Not claiming for a moment to understand exactly what is going on in this passage, Hurst suggested that we find ourselves exquisitely fascinated when we see unexpected glimpses of God revealed in unusual ways in our own lives, like light glimmering from behind “cracked doors.”  (The bulletin cover that morning revealed light streaming into a dark room from double doors slightly ajar.) 

Citing similar Biblical examples including Moses and the burning bush, Jacob’s dream about the ladder, Job and the voice in the whirlwind—“stories about God’s palpable presence among us,” Hurst hastened to add that, while “God is not an absent landlord,” God cannot be coaxed into appearing on command and refuses to be boxed in by our extraordinary moments.

Acknowledging that it is easy to get wrapped up in the euphoria of the mountaintop experience when we do get a glimpse of what’s beyond the cracked doors, he reminded us that “God’s presence is constantly on the move.”  We can’t make God show up, nor can we capture a snapshot of these astonishing moments in order to remain on the mountain beyond the moment.  These amazing places, though perhaps gift to us for special times in our lives, are not the places God remains, he added.

We are tempted to worship the mountaintop experiences by returning to those snapshots to recreate the moment.  “Jesus is the light in the cracked doors…God is not contained in these moments, but we can follow Jesus’ example to learn more about what God is up to!” Hurst ended last Sunday’s service with a blessing that went something like this:  May God go with us through this season of Lent and cause us to see the cracked doors in our midst.

“People fast, pray, retreat, go on pilgrimages to encounter God, to find something to root their lives in as they discover themselves facing the tragedies and injustices of life.”  So how do we make sense of cracked door stories, either our own experiences or friends’ recountings of incidents that seemingly cannot be explained…these moments that come our way unexpectedly through no doing of our own?
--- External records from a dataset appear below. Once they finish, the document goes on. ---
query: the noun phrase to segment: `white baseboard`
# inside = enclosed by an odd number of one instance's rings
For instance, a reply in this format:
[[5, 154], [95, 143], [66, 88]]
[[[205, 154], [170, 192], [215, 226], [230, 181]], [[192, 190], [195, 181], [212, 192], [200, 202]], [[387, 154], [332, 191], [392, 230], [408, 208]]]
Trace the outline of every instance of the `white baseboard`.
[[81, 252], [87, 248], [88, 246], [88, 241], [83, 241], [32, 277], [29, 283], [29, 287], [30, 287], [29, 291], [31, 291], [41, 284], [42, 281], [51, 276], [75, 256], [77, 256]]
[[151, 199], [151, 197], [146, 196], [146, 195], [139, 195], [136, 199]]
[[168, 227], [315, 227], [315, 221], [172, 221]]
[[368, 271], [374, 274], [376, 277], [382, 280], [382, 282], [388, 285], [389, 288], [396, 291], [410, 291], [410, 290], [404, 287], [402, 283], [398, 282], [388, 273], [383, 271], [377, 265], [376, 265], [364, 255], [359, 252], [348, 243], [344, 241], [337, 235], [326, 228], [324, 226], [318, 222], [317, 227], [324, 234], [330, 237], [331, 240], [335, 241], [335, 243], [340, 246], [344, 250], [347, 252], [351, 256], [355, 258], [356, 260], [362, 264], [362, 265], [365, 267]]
Such moments are life-changing for those who experience them, as the transfiguration must have been for the disciples who probably never forgot what happened to them that day on the mountain. 

Experiences like these embolden us, buoy us up for the journey, remind us that we are not alone, create bonds with others serious about the pilgrimage, and, when we find ourselves in arid places on the road, these stories come to mind to reassure us that the Divine goes ahead of us, comes along behind, and shores us up from all sides while we are on the way. 

Authentic mountaintop experiences, the ones that are illuminated from behind cracked doors, transform us.  What changes do you see unfolding around you, within you this Lenten season?